Phil is a chartered financial analyst (CFA) and has been a student of finance since 1978. His investment advisory track began as a financial analyst with Brown-Forman Corporation in Louisville, KY, where he helped complete major acquisitions for and a restructuring of the corporation. After Brown-Forman he was a shareholder and portfolio manager at Kingsley, Jennision, McNulty and Morse, an investment advisor in San Francisco. Before joining Equius in 1991, he was a partner and the director of Ernst & Young's West Region Corporate Finance Group.
Phil’s financial economics roots were formed at business school where he was exposed to luminaries such as William Sharpe, a Nobel laureate in Economic Sciences and one of the architects of Modern Portfolio Theory. Those roots grounded Phil with an appreciation of what factors account for risk and return in the capital markets and guided him as he built Equius with the goal of managing prudently diversified portfolios for clients all over the world as efficiently as possible. His exchanges with Professor Daniel Kahneman, the first psychologist to receive the Nobel Prize in Economic Science, helped him develop the concept of what we at Equius now call financial satisfaction in which we guide our clients to balance their wealth with what they value through the work (professional, personal and philanthropic) they pursue.
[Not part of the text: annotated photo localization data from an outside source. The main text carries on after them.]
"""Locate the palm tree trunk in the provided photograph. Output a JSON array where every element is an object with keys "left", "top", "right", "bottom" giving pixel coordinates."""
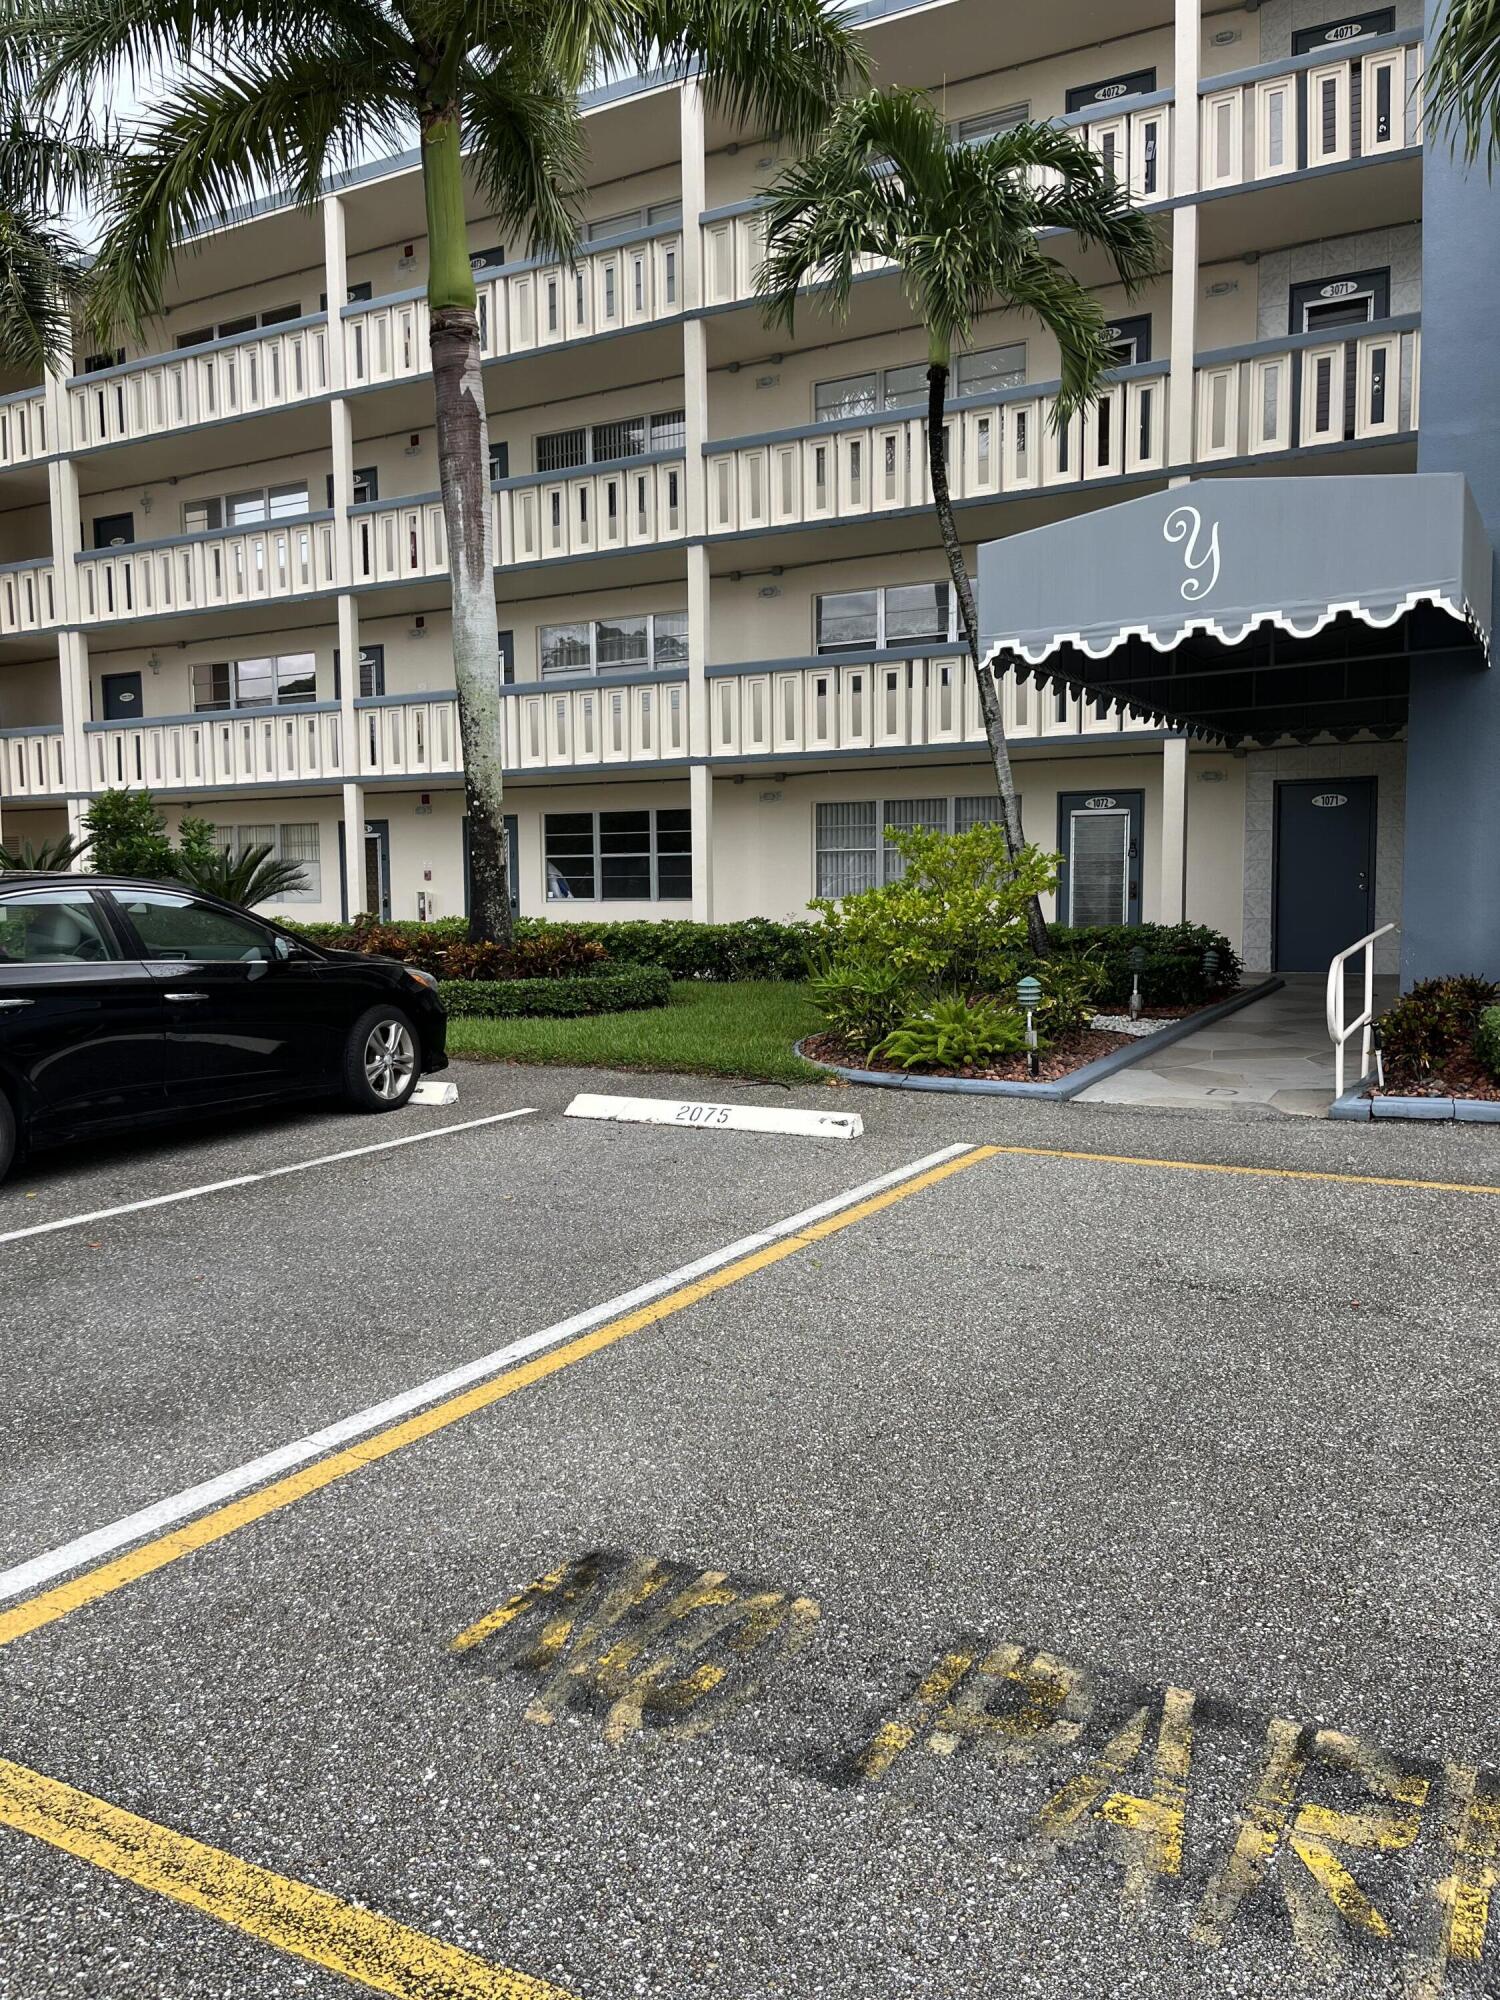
[
  {"left": 926, "top": 362, "right": 1048, "bottom": 959},
  {"left": 423, "top": 109, "right": 512, "bottom": 944}
]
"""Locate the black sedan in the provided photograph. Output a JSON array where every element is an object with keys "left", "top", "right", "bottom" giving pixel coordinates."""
[{"left": 0, "top": 871, "right": 447, "bottom": 1180}]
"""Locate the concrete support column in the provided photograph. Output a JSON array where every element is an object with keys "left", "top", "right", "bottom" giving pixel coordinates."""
[
  {"left": 342, "top": 779, "right": 366, "bottom": 921},
  {"left": 44, "top": 363, "right": 91, "bottom": 840},
  {"left": 1159, "top": 734, "right": 1189, "bottom": 923},
  {"left": 56, "top": 632, "right": 91, "bottom": 842},
  {"left": 1167, "top": 0, "right": 1201, "bottom": 478},
  {"left": 689, "top": 763, "right": 714, "bottom": 923}
]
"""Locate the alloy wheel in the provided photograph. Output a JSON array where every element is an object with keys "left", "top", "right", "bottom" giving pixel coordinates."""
[{"left": 363, "top": 1018, "right": 416, "bottom": 1101}]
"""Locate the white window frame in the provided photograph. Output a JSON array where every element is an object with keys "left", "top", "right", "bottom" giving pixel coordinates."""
[
  {"left": 955, "top": 103, "right": 1029, "bottom": 144},
  {"left": 813, "top": 582, "right": 963, "bottom": 653},
  {"left": 814, "top": 343, "right": 1025, "bottom": 421},
  {"left": 213, "top": 821, "right": 322, "bottom": 904},
  {"left": 583, "top": 200, "right": 683, "bottom": 242},
  {"left": 191, "top": 652, "right": 318, "bottom": 714},
  {"left": 538, "top": 610, "right": 688, "bottom": 678},
  {"left": 814, "top": 793, "right": 1007, "bottom": 896},
  {"left": 543, "top": 807, "right": 693, "bottom": 902},
  {"left": 183, "top": 480, "right": 311, "bottom": 536}
]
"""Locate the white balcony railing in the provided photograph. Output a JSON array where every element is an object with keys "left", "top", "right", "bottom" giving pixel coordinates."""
[
  {"left": 1194, "top": 322, "right": 1419, "bottom": 461},
  {"left": 503, "top": 676, "right": 689, "bottom": 773},
  {"left": 86, "top": 704, "right": 346, "bottom": 793},
  {"left": 350, "top": 459, "right": 686, "bottom": 583},
  {"left": 76, "top": 515, "right": 337, "bottom": 626},
  {"left": 702, "top": 103, "right": 1170, "bottom": 310},
  {"left": 1201, "top": 37, "right": 1421, "bottom": 190},
  {"left": 706, "top": 656, "right": 1143, "bottom": 760},
  {"left": 68, "top": 318, "right": 332, "bottom": 452},
  {"left": 0, "top": 388, "right": 49, "bottom": 470},
  {"left": 344, "top": 229, "right": 683, "bottom": 391},
  {"left": 0, "top": 726, "right": 66, "bottom": 799},
  {"left": 0, "top": 558, "right": 58, "bottom": 636},
  {"left": 706, "top": 372, "right": 1168, "bottom": 534}
]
Phil is a board member of three organizations: Alchemia, a non-profit serving people with developmental disabilities through the arts, dance and theater; Project Redwood, a non-profit partnership formed by his business school class that applies a venture-philanthropy approach to funding, mentoring, and coaching individuals and organizations that provide solutions to alleviate the causes and effects of poverty; and the Equius Foundation, of which he is Chairman.
Phil is married and further blessed with three children. He is a master swimmer and serves on his team’s board. He has coached his local Special Olympics' swimming team. Unlike his Dutch ancestors, he has learned to limit his involvement in Tulipomania to growing bulbs, not trading them. He also collects wine and is committed to making sure his collection dwindles over time.